Whatever the situation, the first treatment for morbid obesity is the diagnosis : We look for the cause of obesity to propose a targeted treatment. Depending on their profile, the patient may be asked to see a nutritionist, gynecologist, endocrinologist, sleep physician, etc. etiological treatment can thus be offered to any patient, in addition to general hygiene and dietary measures.

What drugs for morbid obesity?

No drug treatment can overcome obesity. The only approved drug is orlistat (Xenical®) which limits the intestinal absorption of lipids by approximately 30%. “Given its modest efficacy, side effects, especially digestion, and drug interactions (including with anticoagulants and oral contraceptives), prescribing orlistat is not recommended,” emphasizes the High Authority of Public Health, recalling that the prescribing orlistat drug treatments aimed at causing weight loss and not having a marketing authorization (issued by the Ansm) in the context of overweight or obesity is prohibited (source 3).

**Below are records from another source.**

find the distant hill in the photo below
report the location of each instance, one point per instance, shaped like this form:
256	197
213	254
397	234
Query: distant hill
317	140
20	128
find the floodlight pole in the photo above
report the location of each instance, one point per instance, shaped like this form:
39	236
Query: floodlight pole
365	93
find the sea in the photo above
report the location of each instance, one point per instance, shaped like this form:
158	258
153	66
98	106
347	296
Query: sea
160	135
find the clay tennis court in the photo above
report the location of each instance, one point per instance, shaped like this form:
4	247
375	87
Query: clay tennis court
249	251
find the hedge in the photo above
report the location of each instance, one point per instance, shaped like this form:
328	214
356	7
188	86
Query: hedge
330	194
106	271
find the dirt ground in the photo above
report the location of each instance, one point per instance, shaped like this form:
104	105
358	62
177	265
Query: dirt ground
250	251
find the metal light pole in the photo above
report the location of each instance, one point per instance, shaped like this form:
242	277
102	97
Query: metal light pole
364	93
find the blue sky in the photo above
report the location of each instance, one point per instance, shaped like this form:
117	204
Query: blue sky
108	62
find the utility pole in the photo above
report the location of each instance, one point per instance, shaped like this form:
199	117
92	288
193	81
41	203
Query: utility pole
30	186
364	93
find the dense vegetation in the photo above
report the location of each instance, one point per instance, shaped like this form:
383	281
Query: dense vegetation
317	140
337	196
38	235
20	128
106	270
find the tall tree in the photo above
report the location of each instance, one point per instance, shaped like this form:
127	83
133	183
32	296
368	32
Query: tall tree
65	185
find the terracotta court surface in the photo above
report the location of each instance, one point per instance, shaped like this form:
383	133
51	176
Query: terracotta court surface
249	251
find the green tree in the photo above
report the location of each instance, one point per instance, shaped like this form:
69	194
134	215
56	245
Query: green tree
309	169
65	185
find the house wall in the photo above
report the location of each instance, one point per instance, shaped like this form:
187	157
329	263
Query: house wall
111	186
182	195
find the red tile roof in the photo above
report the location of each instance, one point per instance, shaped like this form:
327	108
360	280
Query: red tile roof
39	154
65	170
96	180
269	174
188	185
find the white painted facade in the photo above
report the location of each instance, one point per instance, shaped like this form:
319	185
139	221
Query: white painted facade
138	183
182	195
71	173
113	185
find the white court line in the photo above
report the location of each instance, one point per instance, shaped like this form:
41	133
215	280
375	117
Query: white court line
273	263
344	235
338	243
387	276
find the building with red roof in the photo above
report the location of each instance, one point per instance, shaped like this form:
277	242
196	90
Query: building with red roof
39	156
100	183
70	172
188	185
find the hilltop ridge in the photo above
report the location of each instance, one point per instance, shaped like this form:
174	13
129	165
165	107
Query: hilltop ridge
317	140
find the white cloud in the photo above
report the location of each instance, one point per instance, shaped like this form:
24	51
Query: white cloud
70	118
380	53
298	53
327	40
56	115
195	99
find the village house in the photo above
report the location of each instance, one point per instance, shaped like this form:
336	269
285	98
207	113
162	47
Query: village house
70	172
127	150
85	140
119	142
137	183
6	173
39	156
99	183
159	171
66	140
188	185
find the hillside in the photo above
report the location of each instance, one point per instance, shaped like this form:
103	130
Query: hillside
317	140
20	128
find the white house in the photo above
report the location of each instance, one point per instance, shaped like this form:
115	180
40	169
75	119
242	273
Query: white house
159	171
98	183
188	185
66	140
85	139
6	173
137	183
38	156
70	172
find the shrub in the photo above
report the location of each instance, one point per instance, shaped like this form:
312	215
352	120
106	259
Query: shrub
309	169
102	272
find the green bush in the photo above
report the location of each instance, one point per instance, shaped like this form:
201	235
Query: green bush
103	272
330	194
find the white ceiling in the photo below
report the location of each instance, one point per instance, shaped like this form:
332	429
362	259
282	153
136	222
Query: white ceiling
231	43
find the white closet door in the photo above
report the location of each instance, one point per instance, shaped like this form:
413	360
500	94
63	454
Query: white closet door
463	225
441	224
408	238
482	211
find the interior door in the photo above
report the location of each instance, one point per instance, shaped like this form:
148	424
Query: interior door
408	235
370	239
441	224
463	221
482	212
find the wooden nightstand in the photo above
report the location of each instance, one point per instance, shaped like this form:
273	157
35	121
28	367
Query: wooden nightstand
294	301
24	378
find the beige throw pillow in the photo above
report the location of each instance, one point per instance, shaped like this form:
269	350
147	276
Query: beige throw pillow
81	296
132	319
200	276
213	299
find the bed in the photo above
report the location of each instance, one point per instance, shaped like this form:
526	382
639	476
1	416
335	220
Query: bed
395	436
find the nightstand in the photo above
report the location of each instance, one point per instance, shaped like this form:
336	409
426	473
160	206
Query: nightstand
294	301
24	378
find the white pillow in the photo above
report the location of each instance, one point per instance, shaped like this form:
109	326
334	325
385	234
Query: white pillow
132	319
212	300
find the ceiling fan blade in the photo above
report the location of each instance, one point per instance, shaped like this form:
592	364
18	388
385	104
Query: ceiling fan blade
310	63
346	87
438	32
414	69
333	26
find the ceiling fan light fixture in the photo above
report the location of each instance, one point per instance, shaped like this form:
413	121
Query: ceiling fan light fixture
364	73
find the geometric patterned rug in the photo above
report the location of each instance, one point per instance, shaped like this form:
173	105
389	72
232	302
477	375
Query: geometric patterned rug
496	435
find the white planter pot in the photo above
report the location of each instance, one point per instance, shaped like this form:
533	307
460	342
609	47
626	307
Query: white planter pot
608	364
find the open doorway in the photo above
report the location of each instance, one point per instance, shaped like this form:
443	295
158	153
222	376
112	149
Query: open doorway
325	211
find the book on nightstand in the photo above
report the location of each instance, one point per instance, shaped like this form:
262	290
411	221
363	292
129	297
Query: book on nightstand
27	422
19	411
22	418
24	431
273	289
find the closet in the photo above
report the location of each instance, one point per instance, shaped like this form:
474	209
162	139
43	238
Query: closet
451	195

Otherwise, the misuse of “appetite suppressing” drugs is also strongly discouraged

When should you consider bariatric surgery?

Bariatric surgery is not an easy solution. She considered only as a last resort, when lifestyle and dietary measures are not enough to achieve a BMI that limits health risks. There are three intervention techniques, accessible under different circumstances:

  • the sleeve gastrectomywhich corresponds to a reduction of the stomach by vertical section, to accelerate the feeling of satiety;
  • the gastric bypass (bypass)which connects the stomach to a portion of the small intestine about a meter downstream, to reduce the surface area for food intake;
  • l’gastric bandplaced in the upper part of the stomach to slow the passage of food.

Second, the plastic and functional surgery (liposuction or lipectomy) may be helpful to eliminate disabling fat deposits, thereby improving mobility.